In Diary of Crosses Green, Martín Veiga reflects on time and its mysteries as he takes us at a wanderer’s pace through the light and shadow of a life lived along Cork’s River Lee. These poems probe the meaning of place and open a dialogue between the Atlantic traditions of Galicia and Ireland. Notes and proverbs, songs and verse share space with the trappings of memory, the charms of love and the wonders of nature as miracles daily renewed.
“Anchored in a riverside patch of historic Cork, this book embraces a world of water, gushing or still, reflecting, swallowing light, pulsing in the Atlantic, slouching downhill in the crumbling quarters of the city. Here are the pressures of exile that separate and connect Ireland and Galicia, and here are the birds, animals, poets that ambush his exiled path. It is a memorable vision.”
About the contributors
- Martín Veiga is a Cork-based Galician poet and academic. He is a lecturer in Hispanic Studies at University College Cork, where he is also the director of the Irish Centre for Galician Studies. In 2017 he was awarded the Pedrón de Honra Prize for his promotion of Galician culture abroad, especially in Ireland. His poems have been published in many journals and anthologies and he is the author of five poetry collections in Galician, entitled Tempo van de porcelana (1990), As últimas ruínas (1994, Espiral Maior Poetry Prize), Ollos de ámbar (2005, Esquío Poetry Prize), Fundaxes (2006, Fiz Vergara Vilariño Poetry Prize) and Diario de Crosses Green (2016).

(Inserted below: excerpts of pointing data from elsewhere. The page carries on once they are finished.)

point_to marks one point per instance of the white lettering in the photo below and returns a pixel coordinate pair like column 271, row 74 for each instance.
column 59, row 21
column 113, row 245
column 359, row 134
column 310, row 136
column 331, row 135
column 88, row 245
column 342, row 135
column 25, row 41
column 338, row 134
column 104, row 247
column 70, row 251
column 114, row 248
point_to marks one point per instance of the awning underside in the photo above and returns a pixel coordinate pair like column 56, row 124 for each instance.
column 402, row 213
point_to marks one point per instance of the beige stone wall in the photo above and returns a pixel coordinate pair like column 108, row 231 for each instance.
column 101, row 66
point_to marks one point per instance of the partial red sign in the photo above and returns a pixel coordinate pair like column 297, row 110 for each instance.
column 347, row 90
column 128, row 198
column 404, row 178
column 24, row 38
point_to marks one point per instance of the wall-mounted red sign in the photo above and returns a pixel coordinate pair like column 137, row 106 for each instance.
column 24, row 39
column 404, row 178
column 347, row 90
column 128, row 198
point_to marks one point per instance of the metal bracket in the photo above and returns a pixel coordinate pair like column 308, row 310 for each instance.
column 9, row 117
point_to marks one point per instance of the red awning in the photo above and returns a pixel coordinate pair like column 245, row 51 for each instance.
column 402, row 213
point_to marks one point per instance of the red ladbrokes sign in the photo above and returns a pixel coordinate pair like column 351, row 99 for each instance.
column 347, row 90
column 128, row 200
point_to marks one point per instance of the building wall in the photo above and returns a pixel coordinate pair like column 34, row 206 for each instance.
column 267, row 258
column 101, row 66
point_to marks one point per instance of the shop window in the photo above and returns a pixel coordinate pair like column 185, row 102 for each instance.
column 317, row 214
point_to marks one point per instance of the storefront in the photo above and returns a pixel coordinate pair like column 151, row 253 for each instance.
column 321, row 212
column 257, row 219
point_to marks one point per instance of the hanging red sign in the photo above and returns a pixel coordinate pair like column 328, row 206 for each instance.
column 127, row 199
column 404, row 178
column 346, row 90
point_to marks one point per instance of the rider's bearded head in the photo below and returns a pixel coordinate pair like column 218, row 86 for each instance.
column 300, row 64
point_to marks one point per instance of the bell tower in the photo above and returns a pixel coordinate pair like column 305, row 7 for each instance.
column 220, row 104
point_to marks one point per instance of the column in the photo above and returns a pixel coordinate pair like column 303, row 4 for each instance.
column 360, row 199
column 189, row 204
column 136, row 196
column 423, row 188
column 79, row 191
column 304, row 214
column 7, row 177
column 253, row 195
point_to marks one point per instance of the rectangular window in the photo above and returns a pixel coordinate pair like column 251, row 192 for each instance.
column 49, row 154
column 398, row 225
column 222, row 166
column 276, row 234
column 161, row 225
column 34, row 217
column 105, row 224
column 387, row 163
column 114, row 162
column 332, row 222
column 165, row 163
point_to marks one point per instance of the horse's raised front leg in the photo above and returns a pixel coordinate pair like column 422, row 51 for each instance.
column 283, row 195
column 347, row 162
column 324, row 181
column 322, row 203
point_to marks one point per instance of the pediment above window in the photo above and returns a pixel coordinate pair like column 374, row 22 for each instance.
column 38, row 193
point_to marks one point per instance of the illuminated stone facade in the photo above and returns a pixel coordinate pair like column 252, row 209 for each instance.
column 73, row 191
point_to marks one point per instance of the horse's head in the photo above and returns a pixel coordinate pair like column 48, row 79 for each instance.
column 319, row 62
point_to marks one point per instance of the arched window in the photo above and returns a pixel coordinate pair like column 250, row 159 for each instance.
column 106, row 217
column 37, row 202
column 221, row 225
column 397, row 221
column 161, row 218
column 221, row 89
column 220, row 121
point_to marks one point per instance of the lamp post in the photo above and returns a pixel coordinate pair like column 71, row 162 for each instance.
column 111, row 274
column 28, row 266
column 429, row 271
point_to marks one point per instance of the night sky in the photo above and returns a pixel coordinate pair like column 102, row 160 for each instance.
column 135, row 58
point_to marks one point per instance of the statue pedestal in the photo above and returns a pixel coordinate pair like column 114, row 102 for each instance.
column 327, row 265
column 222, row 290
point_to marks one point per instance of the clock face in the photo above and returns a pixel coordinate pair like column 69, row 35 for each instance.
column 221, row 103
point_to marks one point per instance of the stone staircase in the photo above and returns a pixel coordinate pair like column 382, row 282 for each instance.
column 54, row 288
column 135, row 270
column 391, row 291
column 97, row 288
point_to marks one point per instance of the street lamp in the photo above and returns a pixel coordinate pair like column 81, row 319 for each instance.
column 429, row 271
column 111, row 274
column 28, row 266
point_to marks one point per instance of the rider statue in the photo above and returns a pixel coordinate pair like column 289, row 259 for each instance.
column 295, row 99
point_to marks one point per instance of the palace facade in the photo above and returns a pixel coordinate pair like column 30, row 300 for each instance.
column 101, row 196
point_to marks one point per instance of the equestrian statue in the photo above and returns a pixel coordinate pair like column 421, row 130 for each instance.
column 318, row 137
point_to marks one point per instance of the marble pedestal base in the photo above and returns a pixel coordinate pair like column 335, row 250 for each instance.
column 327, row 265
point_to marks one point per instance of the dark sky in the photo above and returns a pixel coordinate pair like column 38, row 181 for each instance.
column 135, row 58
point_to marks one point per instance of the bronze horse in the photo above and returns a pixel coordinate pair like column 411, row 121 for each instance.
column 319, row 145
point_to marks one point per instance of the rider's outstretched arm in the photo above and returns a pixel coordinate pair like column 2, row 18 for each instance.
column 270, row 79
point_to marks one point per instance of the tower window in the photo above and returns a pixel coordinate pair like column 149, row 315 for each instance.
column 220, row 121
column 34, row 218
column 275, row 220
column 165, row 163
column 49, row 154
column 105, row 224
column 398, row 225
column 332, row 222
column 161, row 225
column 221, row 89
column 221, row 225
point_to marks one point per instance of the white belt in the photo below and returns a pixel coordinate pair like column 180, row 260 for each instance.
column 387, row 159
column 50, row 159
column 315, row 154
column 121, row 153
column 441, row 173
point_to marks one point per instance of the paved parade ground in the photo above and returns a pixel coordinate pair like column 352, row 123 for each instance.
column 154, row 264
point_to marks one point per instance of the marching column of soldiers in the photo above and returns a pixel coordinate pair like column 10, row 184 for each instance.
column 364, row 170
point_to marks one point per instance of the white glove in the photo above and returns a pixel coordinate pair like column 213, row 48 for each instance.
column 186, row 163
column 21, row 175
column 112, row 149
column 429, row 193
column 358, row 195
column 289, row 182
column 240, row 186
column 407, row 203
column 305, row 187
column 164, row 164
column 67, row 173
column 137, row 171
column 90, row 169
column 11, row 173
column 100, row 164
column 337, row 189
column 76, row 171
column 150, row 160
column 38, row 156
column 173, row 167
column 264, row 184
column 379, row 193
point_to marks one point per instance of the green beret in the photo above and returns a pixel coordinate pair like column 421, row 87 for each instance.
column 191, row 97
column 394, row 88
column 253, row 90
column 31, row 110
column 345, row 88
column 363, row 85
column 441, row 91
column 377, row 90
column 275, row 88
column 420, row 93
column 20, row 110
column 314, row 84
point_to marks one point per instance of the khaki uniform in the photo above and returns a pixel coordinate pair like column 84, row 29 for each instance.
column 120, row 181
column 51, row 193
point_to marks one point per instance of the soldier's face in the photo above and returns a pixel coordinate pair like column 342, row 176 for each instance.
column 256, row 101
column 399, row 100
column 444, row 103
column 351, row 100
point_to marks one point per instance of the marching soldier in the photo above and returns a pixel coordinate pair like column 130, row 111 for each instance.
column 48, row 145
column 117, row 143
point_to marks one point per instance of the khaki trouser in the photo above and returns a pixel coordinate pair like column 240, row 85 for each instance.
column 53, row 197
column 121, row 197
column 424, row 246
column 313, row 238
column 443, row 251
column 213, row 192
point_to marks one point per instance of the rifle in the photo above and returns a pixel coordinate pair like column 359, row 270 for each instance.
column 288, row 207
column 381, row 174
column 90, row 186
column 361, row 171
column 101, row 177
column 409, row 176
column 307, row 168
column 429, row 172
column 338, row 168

- Keith Payne was the Ireland Chair of Poetry Bursary Award winner for 2015–2016. His collection Broken Hill (Lapwing Publications, 2015), was followed by Six Galician Poets (Arc Publications, 2016), and Museums, Bedrooms and Trees (from the Spanish of Marta Fernández Calvo, 2017). He is director of The La Malinche Readings Ireland/Galicia and the PoemaRia International Poetry Festival, Vigo.